For the Love of God, Volume 2/March 9
From Gospel Translations
Exodus 20; Luke 23; Job 38; 2 Corinthians 8
AS WE APPROACH THE END OF THE DRAMA, God addresses Job directly for the first time (Job 38); he will continue to address Job through chapter 41. Elsewhere God speaks to Elijah in a still, small, voice (1 Kings 19); here God speaks to Job out of a storm (38:1), for he wants even the form of his communication, or its venue, to substantiate the large points he wishes to make.
God’s first words are terrifying: “Who is this that darkens my counsel with words without knowledge? Brace yourself like a man; I will question you, and you shall answer me” (38:2-3). This opening salvo might lead the unwary to think that Job is the one with whom God is primarily displeased, and that the three miserable comforters have got off rather lightly. But like a drama that teeters back and forth between this perspective and that, this book is not finished yet. After all, the opening chapter records God’s estimate of Job, and nothing in these chapters reverses that estimate. Further, I have already drawn attention to 42:7, where God says he is angry with the three friends (something he never says about Job), because they did not speak what was right about God (as God’s servant Job did). God’s terrifying challenge to Job in these four chapters must be placed within the larger framework of the book, if we are to make sense of the whole.

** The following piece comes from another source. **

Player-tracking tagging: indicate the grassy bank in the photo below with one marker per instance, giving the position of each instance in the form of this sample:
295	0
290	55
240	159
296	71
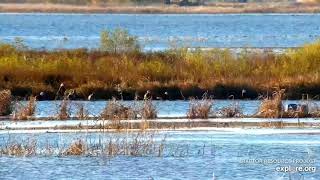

Job has repeatedly said that he wishes to question God. Now God says that he will question Job (38:3). Yet the nature of the barrage of rhetorical questions God raises in these chapters is scarcely the kind of questions Job wants to address. Job wants to talk about his own sufferings, about the justice of them, about God’s role in sanctioning such sufferings, and the like. He wants to do this not least because he desires to maintain his justifiable reputation for integrity and righteousness. But God’s questions focus on a much bigger picture. God asks, in effect: “Job, were you present at the dawn of creation? Do you have intimate knowledge of the entire world, let alone of the heavens? Do you control the course of the constellations—Pleiades and Orion, let us say? Were you the one who constructed the human mind, so that you can explain how it works? Does your word exercise the kind of providential sway that grants food to hungry ravens or to a hunting lioness?”
At one level, of course, this response does not at all answer the kind of questions Job was raising. At another level, it does. It warns Job that his capacity to understand is more limited than he thinks. It prepares us for the conclusion that God wants something more from us than mere understanding.